“There is no saying. You may be sure that every man on board is longing to do so. I hope she will be a bit bigger than we are, and I know the captain hopes so too. He is for ever watching every ship that comes in sight.”
When running down the coast of Spain one day the look-out at the masthead shouted: “A sail!”
“What is she like?” the first lieutenant hailed.
“I can only see her top-gallant sails, sir, but she is certainly a square-rigged ship bound south, and her sails have a foreign cut.”
The first lieutenant swung his telescope over his shoulder and mounted the rigging. When he came to the top-gallant crosstrees he sat down and gazed into the distance through his glass.
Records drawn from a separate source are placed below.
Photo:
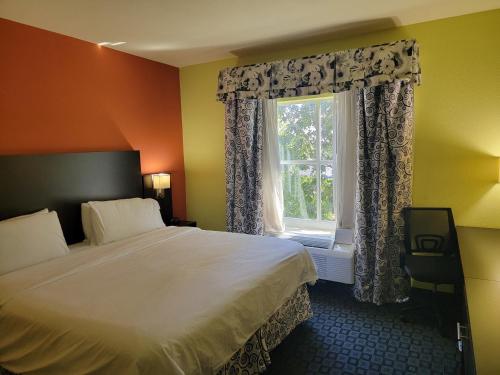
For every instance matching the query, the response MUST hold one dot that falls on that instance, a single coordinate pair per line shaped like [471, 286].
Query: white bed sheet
[172, 301]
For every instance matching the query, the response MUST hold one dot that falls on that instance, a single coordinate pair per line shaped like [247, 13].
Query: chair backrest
[430, 230]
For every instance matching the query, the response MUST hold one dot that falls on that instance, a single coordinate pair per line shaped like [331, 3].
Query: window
[306, 133]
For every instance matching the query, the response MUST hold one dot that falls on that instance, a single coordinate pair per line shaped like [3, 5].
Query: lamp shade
[161, 181]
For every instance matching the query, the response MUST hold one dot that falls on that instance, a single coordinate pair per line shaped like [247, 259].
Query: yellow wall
[457, 119]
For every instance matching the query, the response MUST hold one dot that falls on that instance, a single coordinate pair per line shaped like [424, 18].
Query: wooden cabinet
[480, 335]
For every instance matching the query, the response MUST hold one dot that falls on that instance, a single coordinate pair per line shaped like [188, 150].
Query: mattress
[175, 300]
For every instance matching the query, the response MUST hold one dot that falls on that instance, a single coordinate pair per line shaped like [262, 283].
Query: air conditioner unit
[335, 264]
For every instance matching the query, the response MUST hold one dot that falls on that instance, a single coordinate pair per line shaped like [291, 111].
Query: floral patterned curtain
[244, 208]
[329, 72]
[385, 150]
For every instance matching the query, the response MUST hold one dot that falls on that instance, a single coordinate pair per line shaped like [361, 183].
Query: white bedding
[172, 301]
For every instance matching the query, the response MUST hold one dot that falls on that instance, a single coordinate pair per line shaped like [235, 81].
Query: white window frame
[318, 223]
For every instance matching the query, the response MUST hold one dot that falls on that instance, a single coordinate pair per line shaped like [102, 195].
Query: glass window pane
[299, 191]
[327, 136]
[327, 208]
[297, 130]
After making a careful examination of the ship he called to the captain, who was now on deck:
“She is, as Johnson says, sir, a square-rigged ship, and I agree with him as to the cut of her sails. She is certainly a Frenchman, and evidently a large frigate. She is running down the coast as we are, and I expect hopes to get through the Straits at night.”
“Well, edge in towards her,” the captain said. “Lower the top-gallant sails. If she hasn’t already made us out, I shall be able to work in a good deal closer to her before she does so.”
All hands were now on the qui vive, but it was not for some time that the stranger could be made out from the deck.
“You can get up our top-gallant sails again,” the captain said. “She must have made us out by this time, and she [pg 69]certainly has gained upon us since we first saw her. There is no longer any possibility of concealment, so hoist royals as well as top-gallant sails.”